Foreword to Midway in My Song

Here are excerpts from the Foreword to Lotte Lehmann's autobiography, Midway in My Song, published in 1938.

“Perhaps it is too early to write my memoirs....before one is ready to forsake the “well-trod stage”...I have tried to relate my life from the cool heights of objectivity. But I must confess that there are many things that I have put away in the storehouse of my thoughts because I feel that they are meant only for me...Only poetry could be the right expression for them....This book represents to me a restful pause for breath---looking back into the valley. I want to go on. Ahead of me I know lies still a goodly climb. I am now so much one with my art that I could not imagine my life without it.

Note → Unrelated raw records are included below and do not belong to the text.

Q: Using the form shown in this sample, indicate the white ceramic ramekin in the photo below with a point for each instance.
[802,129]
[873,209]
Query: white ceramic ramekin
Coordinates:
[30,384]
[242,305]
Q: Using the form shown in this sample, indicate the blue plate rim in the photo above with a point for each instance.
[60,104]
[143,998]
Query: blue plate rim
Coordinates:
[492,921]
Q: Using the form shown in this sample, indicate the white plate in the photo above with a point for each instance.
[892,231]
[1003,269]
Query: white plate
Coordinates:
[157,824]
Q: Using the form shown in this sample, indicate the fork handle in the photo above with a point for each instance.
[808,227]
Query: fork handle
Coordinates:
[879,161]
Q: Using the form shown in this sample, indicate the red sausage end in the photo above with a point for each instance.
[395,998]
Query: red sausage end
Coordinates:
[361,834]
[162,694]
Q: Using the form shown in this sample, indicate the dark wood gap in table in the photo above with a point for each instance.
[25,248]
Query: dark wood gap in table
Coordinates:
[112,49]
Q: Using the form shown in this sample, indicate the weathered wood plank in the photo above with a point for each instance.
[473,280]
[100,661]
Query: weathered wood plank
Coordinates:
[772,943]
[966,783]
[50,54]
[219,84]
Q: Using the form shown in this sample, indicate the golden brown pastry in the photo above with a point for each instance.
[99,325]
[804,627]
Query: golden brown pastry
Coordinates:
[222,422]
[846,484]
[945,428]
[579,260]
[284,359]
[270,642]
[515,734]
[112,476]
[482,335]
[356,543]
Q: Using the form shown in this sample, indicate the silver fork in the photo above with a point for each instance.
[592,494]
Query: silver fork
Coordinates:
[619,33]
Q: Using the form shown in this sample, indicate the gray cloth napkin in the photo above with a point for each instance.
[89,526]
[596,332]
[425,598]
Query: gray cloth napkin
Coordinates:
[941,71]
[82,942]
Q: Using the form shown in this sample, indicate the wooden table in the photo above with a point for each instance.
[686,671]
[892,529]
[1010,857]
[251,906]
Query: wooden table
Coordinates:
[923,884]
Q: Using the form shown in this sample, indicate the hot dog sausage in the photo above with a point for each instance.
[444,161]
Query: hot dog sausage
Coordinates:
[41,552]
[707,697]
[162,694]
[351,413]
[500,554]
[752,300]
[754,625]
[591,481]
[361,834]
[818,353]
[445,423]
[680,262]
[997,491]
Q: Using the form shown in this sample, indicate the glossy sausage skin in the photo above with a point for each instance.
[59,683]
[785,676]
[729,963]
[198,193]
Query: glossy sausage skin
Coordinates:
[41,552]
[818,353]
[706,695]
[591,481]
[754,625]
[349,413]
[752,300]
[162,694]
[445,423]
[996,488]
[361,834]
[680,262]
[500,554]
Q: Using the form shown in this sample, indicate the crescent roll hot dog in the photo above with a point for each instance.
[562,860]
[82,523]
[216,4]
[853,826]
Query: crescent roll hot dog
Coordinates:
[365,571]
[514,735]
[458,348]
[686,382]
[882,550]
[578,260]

I shall continue to work for music even if time forces me to retire....I am too serious a servant of my art not to step back happily and willingly, when that time comes. [Lehmann’s emphasis] Even then there will be much for me to do...I can think of no better profession than teaching. [She ends the foreword writing...] [this book]...was not meant to be a document of vanity; it was meant to be a greeting to those who will come and be victorious.”

At the end of the autobiography, written when she still had many years left on the opera, concert and recording arenas, she wrote:

“...I am far from putting finis to this book...I still see heights before me...I have so much to say to the world---so much to give...Songs keep pouring in as if from inexhaustible springs.To master them, to give my soul to them---what finer task is there in life?”